My love affair with Italy began in 1989 when I saw Florence for the first time. The imposing Duomo, with its green and pink marble walls and distinctive terracotta-tiled dome, was largely what won me over … I love the way you catch glimpses of it from virtually everywhere within the old city. Considered the birthplace of the Italian Renaissance, it’s also home to some of the world’s best known art, by masters including Michelangelo, da Vinci and Botticelli, not to mention some of my favourite classic dishes. Here are five things I love most about Tuscany’s capital city.
Stay Four Seasons
When in Florence, make like a Medici and stay in this luxuriously-restored 16th century Medici palace, surrounded by 5-acres of private garden, just 15 minutes’ walk from the city centre. Request a room on the first floor (piano noble) with frescoes and original painted terracotta flooring.
Eat Buca Mario
Sure the tourists come, but so do the Italians, to this wonderfully atmospheric cellar restaurant with waiters who know how to turn on the Italian charm. This is the place for classic Tuscan cooking, from ribollita and bistecca Fiorentina carved tableside, to fresh pasta and a memorable dessert trolley.
Shop Ponte Vecchio
This medieval bridge is one of only four worldwide with shops across the full span on both sides, as once was common.

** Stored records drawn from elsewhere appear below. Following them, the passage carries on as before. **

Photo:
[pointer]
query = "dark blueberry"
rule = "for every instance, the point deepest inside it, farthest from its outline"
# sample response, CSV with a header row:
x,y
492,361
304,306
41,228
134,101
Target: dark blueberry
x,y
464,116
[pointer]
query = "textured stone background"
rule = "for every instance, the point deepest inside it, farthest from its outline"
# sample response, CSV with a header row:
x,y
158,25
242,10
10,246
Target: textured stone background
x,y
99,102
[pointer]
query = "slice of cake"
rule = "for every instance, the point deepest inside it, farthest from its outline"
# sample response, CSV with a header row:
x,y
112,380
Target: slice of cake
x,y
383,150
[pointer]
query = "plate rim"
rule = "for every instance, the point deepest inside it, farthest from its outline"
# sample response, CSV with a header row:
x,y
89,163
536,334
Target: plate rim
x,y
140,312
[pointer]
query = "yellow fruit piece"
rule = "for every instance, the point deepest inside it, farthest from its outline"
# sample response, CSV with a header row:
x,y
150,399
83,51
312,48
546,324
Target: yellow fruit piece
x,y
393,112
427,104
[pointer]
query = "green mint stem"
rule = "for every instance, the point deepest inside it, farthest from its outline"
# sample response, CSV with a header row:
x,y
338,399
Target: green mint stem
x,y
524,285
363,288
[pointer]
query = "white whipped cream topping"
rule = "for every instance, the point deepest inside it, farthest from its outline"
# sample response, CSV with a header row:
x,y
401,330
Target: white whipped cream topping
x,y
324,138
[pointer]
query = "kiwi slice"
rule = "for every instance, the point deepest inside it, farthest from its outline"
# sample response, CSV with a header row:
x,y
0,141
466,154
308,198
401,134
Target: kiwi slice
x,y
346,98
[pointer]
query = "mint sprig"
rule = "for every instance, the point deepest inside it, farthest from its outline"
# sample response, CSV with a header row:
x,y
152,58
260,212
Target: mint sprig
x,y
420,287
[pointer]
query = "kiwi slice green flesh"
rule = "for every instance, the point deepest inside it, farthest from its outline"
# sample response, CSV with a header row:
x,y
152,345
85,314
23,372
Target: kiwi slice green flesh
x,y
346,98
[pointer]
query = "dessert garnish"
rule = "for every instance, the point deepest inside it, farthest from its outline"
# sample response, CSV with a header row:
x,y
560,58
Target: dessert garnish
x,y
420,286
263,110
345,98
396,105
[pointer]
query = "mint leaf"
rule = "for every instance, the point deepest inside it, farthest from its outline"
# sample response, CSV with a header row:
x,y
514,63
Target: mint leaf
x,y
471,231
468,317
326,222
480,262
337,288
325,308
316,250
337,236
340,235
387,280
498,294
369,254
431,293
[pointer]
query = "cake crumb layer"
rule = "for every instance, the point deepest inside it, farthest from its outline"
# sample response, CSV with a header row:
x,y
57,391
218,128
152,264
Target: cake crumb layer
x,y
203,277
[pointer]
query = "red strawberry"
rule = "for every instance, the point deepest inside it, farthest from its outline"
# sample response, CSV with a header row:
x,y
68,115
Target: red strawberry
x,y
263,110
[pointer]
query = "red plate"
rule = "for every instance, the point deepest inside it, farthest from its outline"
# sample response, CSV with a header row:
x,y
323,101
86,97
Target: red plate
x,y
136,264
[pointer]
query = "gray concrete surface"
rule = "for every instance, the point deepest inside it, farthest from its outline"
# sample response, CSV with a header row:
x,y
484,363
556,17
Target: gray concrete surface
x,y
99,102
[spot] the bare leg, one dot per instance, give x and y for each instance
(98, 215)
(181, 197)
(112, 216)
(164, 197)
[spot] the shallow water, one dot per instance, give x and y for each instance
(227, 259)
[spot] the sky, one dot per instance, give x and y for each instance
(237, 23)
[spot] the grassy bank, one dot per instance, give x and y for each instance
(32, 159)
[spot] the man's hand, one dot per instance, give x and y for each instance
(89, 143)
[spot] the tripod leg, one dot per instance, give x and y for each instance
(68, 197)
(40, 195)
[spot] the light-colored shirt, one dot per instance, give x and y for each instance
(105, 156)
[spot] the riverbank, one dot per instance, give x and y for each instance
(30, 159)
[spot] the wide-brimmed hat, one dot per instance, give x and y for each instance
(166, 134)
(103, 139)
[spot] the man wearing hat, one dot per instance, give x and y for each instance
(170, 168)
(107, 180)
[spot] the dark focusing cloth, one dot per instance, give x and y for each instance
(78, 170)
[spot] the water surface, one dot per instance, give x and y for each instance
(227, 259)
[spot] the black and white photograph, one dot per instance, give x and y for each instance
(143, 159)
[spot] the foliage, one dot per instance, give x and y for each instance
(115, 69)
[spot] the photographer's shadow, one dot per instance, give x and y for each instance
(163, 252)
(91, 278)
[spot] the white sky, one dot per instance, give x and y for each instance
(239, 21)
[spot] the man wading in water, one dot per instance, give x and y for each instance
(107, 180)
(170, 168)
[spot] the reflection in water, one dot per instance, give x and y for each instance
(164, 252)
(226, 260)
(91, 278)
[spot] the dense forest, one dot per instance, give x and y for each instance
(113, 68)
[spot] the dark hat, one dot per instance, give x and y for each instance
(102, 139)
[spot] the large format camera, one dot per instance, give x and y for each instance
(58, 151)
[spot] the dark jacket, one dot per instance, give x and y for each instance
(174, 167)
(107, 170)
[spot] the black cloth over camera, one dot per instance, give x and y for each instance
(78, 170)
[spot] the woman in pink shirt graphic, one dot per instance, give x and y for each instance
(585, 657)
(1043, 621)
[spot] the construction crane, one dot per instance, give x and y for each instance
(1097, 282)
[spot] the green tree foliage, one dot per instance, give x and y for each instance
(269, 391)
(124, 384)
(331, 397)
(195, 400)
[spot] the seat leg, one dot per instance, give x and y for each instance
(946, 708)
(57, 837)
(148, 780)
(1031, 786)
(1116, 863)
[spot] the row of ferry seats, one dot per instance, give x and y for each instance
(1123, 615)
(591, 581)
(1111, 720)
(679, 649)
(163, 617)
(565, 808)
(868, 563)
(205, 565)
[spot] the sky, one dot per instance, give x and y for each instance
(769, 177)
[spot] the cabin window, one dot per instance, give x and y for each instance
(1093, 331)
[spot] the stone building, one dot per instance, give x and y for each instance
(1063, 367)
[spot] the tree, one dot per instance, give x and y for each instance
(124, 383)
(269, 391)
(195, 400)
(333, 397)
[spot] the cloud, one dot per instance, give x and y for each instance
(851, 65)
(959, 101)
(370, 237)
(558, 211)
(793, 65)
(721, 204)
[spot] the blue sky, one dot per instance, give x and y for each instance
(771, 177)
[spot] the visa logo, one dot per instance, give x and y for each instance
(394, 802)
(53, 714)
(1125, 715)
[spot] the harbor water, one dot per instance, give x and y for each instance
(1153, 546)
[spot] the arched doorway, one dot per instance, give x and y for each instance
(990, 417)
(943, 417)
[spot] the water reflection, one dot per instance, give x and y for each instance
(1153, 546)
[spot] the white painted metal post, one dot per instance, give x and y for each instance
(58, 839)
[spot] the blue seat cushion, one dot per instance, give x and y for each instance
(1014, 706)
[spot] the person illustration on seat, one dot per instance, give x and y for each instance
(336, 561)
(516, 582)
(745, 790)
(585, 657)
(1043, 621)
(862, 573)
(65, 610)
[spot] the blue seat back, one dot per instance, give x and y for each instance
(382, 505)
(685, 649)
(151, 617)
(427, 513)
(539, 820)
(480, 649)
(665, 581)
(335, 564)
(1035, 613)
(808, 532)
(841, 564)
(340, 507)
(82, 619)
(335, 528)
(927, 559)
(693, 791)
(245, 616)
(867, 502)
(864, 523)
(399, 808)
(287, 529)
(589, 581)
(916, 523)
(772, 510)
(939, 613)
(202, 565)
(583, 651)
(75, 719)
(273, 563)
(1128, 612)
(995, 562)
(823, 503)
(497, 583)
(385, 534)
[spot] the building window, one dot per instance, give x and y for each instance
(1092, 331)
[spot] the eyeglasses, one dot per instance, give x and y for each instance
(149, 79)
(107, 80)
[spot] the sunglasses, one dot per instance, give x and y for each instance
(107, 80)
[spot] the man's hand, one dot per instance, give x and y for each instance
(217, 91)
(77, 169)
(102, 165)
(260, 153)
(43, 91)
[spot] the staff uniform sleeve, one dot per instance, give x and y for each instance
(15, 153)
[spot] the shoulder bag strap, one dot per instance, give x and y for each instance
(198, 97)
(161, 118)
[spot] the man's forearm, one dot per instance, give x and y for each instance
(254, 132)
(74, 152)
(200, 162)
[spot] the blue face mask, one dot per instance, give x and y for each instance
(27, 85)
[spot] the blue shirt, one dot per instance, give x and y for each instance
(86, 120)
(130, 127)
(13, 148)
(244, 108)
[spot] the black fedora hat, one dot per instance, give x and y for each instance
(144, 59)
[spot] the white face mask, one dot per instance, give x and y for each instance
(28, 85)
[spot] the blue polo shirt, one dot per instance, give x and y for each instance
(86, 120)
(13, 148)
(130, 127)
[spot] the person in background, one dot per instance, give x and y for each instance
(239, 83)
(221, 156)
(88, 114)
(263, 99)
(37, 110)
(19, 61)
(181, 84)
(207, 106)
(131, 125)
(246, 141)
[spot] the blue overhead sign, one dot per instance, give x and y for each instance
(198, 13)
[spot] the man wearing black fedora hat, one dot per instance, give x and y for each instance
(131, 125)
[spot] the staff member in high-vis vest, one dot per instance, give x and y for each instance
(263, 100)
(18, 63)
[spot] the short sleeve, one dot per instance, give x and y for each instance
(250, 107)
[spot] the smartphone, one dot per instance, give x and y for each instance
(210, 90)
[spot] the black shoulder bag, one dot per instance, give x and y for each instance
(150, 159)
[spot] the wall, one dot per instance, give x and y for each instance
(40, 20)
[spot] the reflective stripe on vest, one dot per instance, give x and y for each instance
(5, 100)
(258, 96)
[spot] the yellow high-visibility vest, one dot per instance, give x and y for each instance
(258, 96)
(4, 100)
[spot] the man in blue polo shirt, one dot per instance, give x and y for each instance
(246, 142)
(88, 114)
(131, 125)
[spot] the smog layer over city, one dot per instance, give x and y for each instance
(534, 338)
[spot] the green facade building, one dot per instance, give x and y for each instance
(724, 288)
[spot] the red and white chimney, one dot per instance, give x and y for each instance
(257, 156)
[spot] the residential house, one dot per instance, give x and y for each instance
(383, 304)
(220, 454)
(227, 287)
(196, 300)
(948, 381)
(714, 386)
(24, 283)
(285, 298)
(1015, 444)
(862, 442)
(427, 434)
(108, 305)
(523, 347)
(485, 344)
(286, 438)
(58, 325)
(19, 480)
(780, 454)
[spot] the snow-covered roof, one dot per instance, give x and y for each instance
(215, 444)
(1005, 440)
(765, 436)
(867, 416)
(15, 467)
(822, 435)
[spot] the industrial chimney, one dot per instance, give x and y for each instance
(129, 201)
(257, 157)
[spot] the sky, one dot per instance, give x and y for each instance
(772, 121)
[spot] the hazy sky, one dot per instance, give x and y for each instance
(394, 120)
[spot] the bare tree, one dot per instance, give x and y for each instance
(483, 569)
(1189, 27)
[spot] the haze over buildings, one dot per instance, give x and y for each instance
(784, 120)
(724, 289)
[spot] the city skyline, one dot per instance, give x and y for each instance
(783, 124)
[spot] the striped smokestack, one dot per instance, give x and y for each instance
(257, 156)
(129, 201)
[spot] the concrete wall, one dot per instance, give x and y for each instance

These days they’re mainly expensive jewellery stores, but Sergio Vaggi & Figli (at the entrance) also sells gorgeous, affordable silver animals inlaid with colourful hand-painted enamel.
Art Michelangelo’s David
Considered one of the greatest sculptures of all time, David is mesmerising for his scale, proportion and lifelike nuances … but what captivated me even more were the four unfinished sculptures nearby (the prisoners or prigioni), which, rather than being carved out of the stone, appear to be trapped within it, with the artist merely uncovering them.
View Piazzale Michelangelo
Sometimes a little perspective is a good thing – it’s hard to really see the city, especially the Duomo, when you’re right on top of it. So take the 30-minute walk across the River Arno and up the hill to Piazzale Michelangelo for the panoramic postcard view.